When he called us down, he said we were going to have a “family meeting.” We never had “family meetings.” Of course, we’d sit together and talk over a meal or something, but we never had to call it anything. When he said “family meeting” I guessed we were all going to be assigned chores to do, like pulling weeds and washing cars. We took our spots on the couches in the den where my dad was already seated looking at a legal pad. I’m fairly sure he was looking at page two when I sat down. He always uses the legal pads for work when he needs to organize his thoughts. He wouldn’t have needed a legal pad to tell me to pull weeds, and he certainly would not have needed two pages. This was so out-of-the-ordinary, I stopped my mind from guessing. My mom’s eyes were red.

My dad cleared his throat with a short gruff bellow. I remember him trying to compose himself and having immense difficulty doing so. I’d like to tell you that I remember the words he spoke next. I wish I could quote him exactly so the words would be famous and familiar in my own mind. You know when you hear someone utter the famous phrase: “a date that will live in infamy,” you already know the date of the event, the identity of the speaker, and what happened there. When it comes to that Sunday morning, I can’t remember the date, the identity of the speaker was shattered, and I don’t remember much about what happened.

I think I came-to when he said, “if you all have any questions, please feel free to ask me…anything you have on your mind…your mother and I are here for you…nothing will ever change the fact that we love you and will always love you. Do you have any questions?” I don’t know if anyone asked anything. I just know I didn’t. “If you guys want to go play or go to your rooms or ride bikes or something, that’s fine.” My sister popped up with tears in her eyes and ran upstairs to her bedroom. I went to my room to lie on my bed. I remember thinking, “I know I’m supposed to be crying right now.” I tried to force it, but with no result.

It’s easy to cry when you understand the full import of a tragedy. I had heard the words, but I had not (or perhaps would not or could not) visualize the end result. I heard him say that he would be moving out, but I didn’t know at the time how weird it would be to visit him at his warehouse district apartment with all the street noise, the different smell, the different furniture and décor. I heard him say that he would continue to attend my basketball games, but I didn’t know at the time how uncomfortable it would feel to have a teammate ask me just before tip-off “is that your dad’s boyfriend?” I heard him say that he and my mother would remain friends, but I didn’t know that resentment between them would still bubble up through the surface many years after that day. I heard him say that he was gay, but I didn’t know he would appear on TV to proclaim it. I heard him say that things might be difficult for a while, but I didn’t know I’d be shoving some derelict kids who cornered and harassed my brother because they “heard your dad is a faggot.” Had I known, I’m certain I’d have cried. A lot.

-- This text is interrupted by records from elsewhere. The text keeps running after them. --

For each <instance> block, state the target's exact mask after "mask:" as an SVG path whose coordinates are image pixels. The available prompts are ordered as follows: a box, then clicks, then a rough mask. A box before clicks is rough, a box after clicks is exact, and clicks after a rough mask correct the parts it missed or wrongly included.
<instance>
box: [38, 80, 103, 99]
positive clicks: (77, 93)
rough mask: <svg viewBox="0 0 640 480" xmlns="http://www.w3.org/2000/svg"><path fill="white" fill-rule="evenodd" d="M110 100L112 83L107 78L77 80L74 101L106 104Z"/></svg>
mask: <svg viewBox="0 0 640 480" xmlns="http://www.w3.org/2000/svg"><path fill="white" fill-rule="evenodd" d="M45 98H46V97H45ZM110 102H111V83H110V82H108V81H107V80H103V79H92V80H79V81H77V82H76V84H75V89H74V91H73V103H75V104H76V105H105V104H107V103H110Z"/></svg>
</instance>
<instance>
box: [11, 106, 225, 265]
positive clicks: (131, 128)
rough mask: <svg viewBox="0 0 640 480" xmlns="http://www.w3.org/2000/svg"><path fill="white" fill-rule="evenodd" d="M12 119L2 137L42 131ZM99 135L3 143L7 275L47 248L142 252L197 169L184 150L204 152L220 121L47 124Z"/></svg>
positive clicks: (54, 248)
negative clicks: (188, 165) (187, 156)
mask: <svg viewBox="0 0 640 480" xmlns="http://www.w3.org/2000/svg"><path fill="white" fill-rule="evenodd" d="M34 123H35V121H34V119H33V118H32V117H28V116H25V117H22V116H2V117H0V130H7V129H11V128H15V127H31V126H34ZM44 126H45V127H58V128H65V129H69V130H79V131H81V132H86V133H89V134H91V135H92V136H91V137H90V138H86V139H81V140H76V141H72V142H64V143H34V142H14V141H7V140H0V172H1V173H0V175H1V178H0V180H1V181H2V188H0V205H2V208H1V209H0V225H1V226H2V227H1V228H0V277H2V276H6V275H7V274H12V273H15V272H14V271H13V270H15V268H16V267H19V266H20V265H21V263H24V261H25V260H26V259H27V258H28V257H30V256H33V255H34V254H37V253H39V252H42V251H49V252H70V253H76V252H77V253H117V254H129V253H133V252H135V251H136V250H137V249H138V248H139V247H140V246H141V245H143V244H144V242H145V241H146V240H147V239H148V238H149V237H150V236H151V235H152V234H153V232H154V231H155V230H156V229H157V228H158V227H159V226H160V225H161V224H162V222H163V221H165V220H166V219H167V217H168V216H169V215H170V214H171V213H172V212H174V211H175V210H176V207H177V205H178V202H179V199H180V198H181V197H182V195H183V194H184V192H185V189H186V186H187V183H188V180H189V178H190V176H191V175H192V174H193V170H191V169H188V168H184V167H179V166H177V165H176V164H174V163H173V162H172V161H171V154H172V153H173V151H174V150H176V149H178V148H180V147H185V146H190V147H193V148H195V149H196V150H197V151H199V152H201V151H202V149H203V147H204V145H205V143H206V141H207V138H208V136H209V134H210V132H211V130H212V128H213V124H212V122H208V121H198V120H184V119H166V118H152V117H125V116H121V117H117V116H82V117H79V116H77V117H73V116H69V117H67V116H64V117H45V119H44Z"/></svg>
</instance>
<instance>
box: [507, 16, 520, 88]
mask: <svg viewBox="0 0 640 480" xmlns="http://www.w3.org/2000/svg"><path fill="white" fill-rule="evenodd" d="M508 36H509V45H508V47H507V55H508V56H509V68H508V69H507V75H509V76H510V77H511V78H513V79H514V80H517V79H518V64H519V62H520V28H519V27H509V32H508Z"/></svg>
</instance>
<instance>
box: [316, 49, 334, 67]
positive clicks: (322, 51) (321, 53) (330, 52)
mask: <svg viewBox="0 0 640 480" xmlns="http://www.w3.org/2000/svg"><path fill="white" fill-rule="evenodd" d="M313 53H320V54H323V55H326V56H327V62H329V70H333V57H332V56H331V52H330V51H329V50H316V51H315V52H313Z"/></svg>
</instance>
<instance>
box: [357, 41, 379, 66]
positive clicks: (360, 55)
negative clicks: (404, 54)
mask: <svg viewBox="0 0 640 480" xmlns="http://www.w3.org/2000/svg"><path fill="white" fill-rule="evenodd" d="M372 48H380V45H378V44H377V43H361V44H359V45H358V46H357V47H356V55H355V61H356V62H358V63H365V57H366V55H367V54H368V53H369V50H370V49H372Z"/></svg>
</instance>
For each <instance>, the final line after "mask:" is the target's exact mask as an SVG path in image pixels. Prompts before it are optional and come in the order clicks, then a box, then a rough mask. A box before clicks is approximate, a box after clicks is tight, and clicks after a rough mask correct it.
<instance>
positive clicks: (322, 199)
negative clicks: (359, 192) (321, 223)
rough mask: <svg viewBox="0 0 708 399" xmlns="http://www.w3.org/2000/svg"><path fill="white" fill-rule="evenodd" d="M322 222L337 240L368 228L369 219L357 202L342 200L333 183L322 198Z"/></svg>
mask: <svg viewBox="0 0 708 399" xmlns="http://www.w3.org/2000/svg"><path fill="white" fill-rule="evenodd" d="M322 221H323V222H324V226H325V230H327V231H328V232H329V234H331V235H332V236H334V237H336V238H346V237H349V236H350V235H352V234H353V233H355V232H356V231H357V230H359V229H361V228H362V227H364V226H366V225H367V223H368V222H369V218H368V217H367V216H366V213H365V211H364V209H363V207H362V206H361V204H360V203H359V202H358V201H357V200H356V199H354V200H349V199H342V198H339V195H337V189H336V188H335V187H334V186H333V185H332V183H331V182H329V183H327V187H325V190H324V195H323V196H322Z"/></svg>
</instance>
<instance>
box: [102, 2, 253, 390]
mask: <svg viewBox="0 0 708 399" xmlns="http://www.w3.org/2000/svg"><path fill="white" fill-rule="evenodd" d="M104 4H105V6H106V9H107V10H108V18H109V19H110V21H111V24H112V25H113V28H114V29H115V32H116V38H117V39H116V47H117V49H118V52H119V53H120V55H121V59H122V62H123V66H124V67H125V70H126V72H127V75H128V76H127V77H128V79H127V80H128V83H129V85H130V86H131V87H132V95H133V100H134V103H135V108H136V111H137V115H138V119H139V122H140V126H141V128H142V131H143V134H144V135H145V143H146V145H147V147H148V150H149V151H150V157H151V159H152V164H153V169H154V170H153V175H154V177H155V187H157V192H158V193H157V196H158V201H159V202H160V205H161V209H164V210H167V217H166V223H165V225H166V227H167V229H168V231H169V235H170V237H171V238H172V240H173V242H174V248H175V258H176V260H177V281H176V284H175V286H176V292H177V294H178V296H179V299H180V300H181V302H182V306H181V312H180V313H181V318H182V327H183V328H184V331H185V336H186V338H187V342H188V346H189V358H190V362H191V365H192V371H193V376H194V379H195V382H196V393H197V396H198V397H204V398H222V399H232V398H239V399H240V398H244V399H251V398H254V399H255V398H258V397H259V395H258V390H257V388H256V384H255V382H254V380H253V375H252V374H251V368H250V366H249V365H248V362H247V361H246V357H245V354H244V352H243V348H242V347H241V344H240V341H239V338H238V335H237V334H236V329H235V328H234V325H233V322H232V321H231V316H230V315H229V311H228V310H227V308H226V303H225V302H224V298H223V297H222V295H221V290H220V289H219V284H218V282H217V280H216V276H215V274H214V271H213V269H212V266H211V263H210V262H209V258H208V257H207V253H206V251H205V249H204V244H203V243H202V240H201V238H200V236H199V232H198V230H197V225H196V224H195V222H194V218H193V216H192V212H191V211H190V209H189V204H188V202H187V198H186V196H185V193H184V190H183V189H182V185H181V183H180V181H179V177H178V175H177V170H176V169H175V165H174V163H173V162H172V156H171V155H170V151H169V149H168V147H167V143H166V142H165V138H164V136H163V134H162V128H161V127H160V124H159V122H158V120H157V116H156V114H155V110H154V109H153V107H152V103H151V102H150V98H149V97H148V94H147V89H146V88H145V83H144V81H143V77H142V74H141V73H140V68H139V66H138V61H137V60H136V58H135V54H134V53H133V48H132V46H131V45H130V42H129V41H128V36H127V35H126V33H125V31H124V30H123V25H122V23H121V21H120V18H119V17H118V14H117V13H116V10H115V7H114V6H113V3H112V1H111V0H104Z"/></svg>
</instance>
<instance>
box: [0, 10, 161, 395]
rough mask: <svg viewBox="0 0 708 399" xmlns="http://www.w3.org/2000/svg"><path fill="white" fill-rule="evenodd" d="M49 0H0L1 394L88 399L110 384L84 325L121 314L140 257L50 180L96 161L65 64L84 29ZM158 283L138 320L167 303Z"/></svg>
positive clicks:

A long time has passed. I’m no longer a 13-year old adolescent. I’m a 32-year old father and husband. I have known my gay father and lived as a son of divorced parents for far longer than I lived in a “normal” family environment. The experiences that I had in the years following that strange Sunday don’t make me feel like crying today. Looking back at them, all I see is the same overcoming of hardship that we have all had to face in some form or another in our own lives. If you have not yet experienced something that the majority of society would consider difficult, then it is likely that three things are true: (1) you probably haven’t earned much respect, (2) you probably have a lot of self-doubt and (3) you are probably a teenager.

I’ve experienced several additional and entirely different hardships since my dad came out and my parents got divorced. Each of them made me feel sad, stressed and very depressed. And each time I knew that things would gradually get easier. When (not if) things take a tragic turn in the future, things will get easier. That is something I can count on, just like Sunday breakfast.